Hallo nochmal zusammen,
Als simples Beispiel :
Eine Online-Community mit dem Domainnamen
„Who-Knows-Something“.de besteht seit 7 Jahren in Deutschland
und wird natürlich Commerziel genuzt und das recht sehr
erfolgreich.
Jedoch ist diese Seite nur in Deutschland bekannt.
Damit hat der Hompeage-Betreiber zunächst folgende Rechte zunächst mal nur in Deutschland:
Einen Namensschutz, der sich auf den Domain-Namen bezieht und der einen Anspruch auf Unterlassen späterer registrierter verwechselungsfähiger Domain-Namen zielt (§ 12 BGB). Dabei bejaht die deutsche Rspr. Verwechslungsgefahr meistens auch zwischen so etwas wie „who-knows-something.de“ und „who-knows-something.info“ oder andere Top-Level-Domain.
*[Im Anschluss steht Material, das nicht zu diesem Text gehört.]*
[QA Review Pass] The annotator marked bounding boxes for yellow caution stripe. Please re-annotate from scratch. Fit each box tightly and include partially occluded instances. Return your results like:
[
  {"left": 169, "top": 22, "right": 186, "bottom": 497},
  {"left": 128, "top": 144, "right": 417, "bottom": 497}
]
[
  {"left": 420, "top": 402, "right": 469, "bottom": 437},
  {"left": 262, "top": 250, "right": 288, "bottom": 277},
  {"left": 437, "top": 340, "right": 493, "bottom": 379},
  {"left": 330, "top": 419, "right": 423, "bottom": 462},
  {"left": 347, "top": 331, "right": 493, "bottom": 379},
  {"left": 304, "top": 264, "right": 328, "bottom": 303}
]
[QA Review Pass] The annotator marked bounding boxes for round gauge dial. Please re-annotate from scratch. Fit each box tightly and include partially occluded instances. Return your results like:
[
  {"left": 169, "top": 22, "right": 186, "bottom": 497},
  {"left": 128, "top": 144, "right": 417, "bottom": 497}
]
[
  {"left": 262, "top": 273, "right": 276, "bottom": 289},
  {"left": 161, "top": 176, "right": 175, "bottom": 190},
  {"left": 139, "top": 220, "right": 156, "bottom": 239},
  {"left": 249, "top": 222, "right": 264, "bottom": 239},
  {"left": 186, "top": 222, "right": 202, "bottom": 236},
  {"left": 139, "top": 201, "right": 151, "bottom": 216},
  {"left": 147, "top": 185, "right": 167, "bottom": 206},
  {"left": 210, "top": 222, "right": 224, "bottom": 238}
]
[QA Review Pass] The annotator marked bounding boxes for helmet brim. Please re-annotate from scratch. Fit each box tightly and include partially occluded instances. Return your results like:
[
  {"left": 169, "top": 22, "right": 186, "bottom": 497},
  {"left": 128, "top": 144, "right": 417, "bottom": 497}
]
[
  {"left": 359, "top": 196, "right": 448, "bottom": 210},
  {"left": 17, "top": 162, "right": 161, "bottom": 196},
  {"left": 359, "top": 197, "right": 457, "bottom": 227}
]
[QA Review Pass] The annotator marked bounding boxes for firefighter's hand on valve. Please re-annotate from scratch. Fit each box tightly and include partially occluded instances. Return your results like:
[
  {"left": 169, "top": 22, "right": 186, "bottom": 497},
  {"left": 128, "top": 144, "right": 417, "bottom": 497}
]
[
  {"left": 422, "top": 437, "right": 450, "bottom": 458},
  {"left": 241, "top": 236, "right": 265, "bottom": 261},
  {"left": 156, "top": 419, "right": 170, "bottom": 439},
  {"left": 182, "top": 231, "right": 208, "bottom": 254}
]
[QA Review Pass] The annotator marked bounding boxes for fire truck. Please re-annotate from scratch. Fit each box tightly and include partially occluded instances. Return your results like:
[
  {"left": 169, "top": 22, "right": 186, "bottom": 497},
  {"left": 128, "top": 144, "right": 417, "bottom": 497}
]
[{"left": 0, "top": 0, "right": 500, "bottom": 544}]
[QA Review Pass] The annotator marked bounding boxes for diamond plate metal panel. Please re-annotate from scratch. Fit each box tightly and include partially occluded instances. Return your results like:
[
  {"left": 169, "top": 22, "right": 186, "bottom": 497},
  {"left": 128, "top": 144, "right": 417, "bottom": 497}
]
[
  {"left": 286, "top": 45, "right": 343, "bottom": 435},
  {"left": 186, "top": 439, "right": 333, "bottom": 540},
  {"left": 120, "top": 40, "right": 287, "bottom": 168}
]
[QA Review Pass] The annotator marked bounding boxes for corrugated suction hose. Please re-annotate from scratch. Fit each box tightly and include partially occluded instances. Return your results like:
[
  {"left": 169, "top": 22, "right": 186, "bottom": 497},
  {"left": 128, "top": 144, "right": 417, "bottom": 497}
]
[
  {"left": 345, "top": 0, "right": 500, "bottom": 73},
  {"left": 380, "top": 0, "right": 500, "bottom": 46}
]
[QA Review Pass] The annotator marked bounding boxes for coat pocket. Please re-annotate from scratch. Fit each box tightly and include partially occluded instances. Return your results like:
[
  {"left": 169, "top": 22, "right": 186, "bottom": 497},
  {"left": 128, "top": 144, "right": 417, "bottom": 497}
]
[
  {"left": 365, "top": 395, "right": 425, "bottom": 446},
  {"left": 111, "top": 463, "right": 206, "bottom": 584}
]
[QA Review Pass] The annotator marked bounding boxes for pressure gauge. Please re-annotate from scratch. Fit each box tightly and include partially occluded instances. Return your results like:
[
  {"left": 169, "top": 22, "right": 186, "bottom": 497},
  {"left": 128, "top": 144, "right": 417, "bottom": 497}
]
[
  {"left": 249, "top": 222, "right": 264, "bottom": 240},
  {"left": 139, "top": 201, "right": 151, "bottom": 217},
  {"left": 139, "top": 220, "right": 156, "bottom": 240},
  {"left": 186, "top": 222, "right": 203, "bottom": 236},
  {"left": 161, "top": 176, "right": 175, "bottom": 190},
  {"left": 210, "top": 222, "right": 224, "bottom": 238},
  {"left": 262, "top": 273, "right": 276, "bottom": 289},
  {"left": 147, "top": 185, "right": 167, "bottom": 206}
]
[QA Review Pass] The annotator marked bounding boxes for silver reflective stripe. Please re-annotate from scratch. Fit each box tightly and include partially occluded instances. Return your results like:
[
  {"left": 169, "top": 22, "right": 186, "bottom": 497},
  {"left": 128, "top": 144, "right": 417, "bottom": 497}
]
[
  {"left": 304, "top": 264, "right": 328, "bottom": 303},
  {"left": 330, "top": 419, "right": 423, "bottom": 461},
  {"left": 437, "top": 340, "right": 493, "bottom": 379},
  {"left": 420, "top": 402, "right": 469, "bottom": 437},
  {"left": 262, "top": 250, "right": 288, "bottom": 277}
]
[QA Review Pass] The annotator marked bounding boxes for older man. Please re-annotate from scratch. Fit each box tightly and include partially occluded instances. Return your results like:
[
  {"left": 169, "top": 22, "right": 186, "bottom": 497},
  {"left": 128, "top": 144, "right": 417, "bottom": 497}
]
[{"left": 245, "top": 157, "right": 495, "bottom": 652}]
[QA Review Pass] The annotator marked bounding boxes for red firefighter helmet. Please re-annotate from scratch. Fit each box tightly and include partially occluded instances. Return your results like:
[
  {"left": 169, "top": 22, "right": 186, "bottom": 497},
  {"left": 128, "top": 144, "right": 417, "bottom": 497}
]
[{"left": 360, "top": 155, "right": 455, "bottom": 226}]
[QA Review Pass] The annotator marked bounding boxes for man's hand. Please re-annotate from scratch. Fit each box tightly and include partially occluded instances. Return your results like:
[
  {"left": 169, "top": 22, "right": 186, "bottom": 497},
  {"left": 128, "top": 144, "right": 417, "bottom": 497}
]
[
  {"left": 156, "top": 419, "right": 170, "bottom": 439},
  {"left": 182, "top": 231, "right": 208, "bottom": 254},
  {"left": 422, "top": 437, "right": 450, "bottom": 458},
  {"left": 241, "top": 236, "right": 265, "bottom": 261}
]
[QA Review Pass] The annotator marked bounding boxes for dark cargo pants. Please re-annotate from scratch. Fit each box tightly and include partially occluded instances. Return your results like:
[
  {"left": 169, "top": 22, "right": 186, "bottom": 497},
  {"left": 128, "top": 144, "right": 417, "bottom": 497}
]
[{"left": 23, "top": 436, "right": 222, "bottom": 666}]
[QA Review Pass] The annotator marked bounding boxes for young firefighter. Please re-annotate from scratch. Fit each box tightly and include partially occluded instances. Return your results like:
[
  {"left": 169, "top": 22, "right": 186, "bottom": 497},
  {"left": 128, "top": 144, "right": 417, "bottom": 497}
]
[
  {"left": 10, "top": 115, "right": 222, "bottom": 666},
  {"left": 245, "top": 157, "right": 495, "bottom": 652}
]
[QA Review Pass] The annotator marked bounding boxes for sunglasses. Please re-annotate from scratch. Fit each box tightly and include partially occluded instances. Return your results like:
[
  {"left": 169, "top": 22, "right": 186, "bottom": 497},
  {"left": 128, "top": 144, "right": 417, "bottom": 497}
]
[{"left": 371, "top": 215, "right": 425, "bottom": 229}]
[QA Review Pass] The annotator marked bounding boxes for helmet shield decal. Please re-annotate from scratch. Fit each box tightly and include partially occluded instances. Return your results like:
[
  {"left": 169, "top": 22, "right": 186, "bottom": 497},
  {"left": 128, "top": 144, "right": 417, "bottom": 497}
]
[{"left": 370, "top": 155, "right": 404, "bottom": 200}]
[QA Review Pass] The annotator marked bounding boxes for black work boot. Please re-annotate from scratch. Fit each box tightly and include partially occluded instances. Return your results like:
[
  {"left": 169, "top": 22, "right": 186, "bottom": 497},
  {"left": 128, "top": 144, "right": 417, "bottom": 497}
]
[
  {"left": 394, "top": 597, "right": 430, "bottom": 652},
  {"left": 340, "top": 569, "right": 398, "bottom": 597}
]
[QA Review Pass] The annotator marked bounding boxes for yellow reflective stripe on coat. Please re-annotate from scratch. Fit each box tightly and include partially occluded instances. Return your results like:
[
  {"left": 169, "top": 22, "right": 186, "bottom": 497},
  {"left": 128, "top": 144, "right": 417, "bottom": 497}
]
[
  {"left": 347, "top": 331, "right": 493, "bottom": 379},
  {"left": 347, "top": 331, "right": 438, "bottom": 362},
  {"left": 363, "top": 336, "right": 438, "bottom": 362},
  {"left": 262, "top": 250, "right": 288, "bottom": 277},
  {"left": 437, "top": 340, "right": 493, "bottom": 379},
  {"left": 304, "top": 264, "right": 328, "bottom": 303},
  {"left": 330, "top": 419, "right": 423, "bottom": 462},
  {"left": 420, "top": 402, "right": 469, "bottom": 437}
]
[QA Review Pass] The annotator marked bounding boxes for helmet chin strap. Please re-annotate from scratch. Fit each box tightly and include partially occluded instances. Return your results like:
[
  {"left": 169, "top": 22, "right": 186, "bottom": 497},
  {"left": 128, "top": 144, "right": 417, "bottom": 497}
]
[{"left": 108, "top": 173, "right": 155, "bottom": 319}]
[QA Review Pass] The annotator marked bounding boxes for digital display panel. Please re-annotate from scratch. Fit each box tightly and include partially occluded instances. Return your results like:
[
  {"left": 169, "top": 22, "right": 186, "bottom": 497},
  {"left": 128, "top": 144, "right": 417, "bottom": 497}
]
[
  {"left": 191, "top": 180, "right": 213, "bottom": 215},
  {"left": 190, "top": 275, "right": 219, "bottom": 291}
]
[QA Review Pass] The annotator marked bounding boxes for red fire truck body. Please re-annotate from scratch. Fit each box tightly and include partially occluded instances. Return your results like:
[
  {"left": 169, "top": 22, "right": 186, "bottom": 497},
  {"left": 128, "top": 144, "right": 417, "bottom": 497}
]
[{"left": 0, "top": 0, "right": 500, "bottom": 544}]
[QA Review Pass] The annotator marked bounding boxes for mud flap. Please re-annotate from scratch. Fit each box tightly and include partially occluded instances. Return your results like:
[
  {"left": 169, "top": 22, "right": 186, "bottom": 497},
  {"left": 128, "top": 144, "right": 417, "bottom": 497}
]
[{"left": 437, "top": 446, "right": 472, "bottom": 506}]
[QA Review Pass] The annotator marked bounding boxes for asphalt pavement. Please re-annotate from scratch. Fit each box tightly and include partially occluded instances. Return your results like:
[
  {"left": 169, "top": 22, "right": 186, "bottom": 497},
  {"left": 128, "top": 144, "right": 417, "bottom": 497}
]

Allerdings nehmen deutsche Gerichte bei internationalen Namensrechtsverletzungen im internet ihre eigene Zuständigkeit nur dann an, wenn die angegriffene Homepage zumindest auch auf den deutschen Markt zielt, was bei einer griechisch-sprachigen Online-Community wohl nicht der Fall sein dürfte. Sollte who-knows-something.gr aber deutschsprachig sein oder es um „Who-knows-Sthg-austria“ gehen, könne ein Unterlassensanspruch wohl auch vor einem deutschen Gericht geltend gemacht werden, wobei dann allerdings die Anerkennung und Vollstreckung in Griechenland, um die gegnerische Seite wirklich abzuschießen, eine Folgeproblem werden würde.
Abgesehen von Urheberrechten an dem Design der Gestaltung der eigenen Seite und an bestimmten Logos etc. hat „who-knows-sthg.“ wahrscheinlich zumindest ein sogenanntes geschütztes Unternehmeskennzeichen (§ 2 und § 15 MarkenG) dadurch erworben, dass es diese im geschäftlichen Verkehr lange gebraucht hat und bundesweit diese Text/Bildzeichenfolgen bekannt ist. Es ist nämlich markenrechtlich keineswegs so, dass man ein Markenrecht nur durch Eintragung erwerben kann, sondern eingetragenen Marken und nicht eingetragene Unternehmenskennzeichen sind grundsätzlich gleich zu behandeln.
Es versteht sich das hierbei ein anderes Design genutzt wird,
vom ablauf wäre das ganze jedoch zu 99% identisch.
Hm…, es ist schon richtig, dass man ein Geschäftskonzept nicht schützen kann, hier müsste man aber evtl. ganz anders ansetzen. Wenn der „Ablauf“ identisch ist, müssen es doch in gewissem Rahmen auch die Software-Algorithmen sein, die die Seite laufen lassen, insofern sie nicht für die andere Gestaltung etc. zuständig sind und hier könnte man dann wieder an das Urheberrecht denken.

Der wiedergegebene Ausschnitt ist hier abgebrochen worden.